The second movie that I saw was also on a date night. This time, it was daddy-daughter date night. I took my little girl out to see the movie of her choice and for a little gelato afterwards. She chose the movie, ‘Up’.

This movie, I would recommend. It too is about relationships. The core of the story is about a man and a woman who get married and grow old together. She dies in the first 20 minutes of the movie and the rest of the movie involves him fulfilling a promise to her while learning to find other relationships in his life.

I am not ashamed to say that I cried in this movie. The writers do such an excellent job of making you love this couple, it’s hard not to cry when you see him alone. It really strikes to the heart of my own fears. I love my wife. A lot. And, I recognize the awful truth that one day, one of us will go before the other one.

Every love story has a sad ending. There is a deep truth there that was at the heart of each of these movies. Each movie showed the pain and grieving that comes with the loss of a relationship. Unfortunately, we live in a society where the first movie is a better example of relationships than the second.

I am distressed at the state of marriage in our world. Life is short, painfully so.
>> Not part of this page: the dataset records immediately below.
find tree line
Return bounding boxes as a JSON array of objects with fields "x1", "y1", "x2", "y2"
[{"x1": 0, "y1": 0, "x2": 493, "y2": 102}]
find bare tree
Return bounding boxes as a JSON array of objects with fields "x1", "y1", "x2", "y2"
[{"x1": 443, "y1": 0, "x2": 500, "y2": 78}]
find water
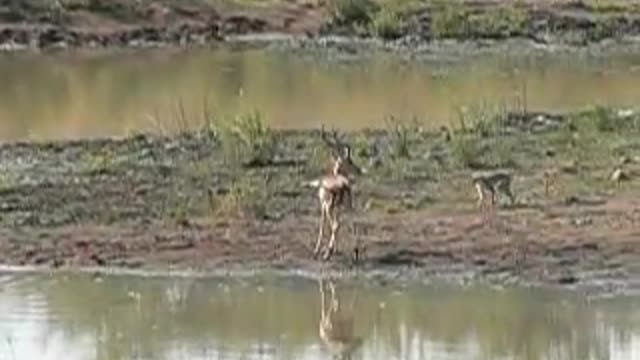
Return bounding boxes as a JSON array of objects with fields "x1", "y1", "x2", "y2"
[
  {"x1": 0, "y1": 274, "x2": 640, "y2": 360},
  {"x1": 0, "y1": 49, "x2": 640, "y2": 140}
]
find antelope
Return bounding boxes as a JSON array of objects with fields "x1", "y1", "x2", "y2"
[
  {"x1": 310, "y1": 127, "x2": 364, "y2": 260},
  {"x1": 471, "y1": 170, "x2": 515, "y2": 207},
  {"x1": 318, "y1": 279, "x2": 362, "y2": 359}
]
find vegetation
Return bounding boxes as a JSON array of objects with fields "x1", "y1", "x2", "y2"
[{"x1": 0, "y1": 102, "x2": 640, "y2": 228}]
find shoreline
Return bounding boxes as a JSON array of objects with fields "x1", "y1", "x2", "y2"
[
  {"x1": 0, "y1": 0, "x2": 640, "y2": 53},
  {"x1": 0, "y1": 109, "x2": 640, "y2": 293}
]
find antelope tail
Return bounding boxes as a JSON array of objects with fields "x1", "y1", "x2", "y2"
[{"x1": 302, "y1": 179, "x2": 320, "y2": 188}]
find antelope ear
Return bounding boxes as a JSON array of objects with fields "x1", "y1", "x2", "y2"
[{"x1": 342, "y1": 145, "x2": 351, "y2": 159}]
We have the briefest time on this earth to live and love. Why, then, would you waste it being miserable and hateful to someone.

The truth is, you can spend a lifetime growing together in a healthy relationship, facing down your problems and learning to work together OR, you can spend a lifetime dealing with the baggage from a broken relationship. Either way, you spend a lifetime with that person.

My wife and I both come from broken homes. We could have learned the lesson that relationships are disposable. They aren’t and we didn’t. Instead, we both decided that our marriage was going to last through it all. Our goal is 75 years and then we’ll renegotiate.

We’ve lasted 13 years so far, through some really tough times and through some really great times. We’ve had the 2nd Year lull and the 7 year itch. We’ve had struggles with having children and the delight of adoption. We’ve had arguments that shook the walls and we’ve laughed together, played together, cried together, and loved together.

Relationships are hard. I won't lie to you. You will never hurt another person in this world as much as the person that you truly love. To grow in love, you must be vulnerable, and when you are vulnerable, you will get hurt. Working through that hurt as a partnership, opening up to each other, and growing old together will make for an adventure that outshines any movie script.

Healthy relationships require a daily choice to grow closer to each other. They require a regular dose of humility. They require constant care and vigilance. Long lasting, loving relationships don't just happen. They require effort. Trust me; it is worth it.

Both of these movies, ‘Last Kiss’ and ‘Up’ hold the same lesson: a healthy relationship is priceless and a dysfunctional one is worthless – it’s your choice which one you will live with.
I think I need to go watch a guy movie now.

For this reason a man will leave his father and mother and be united to his wife, and they will become one flesh.” Genesis 2:24.

1 comment:

  1. Just a further comment on Last Kiss. If you have a problem with language and gratuitous nudity, don't bother with this movie. I have to say, that was another surprise in the movie, because that stuff is usually toned down or non-existant in romantic comedies because chicks don't dig that stuff.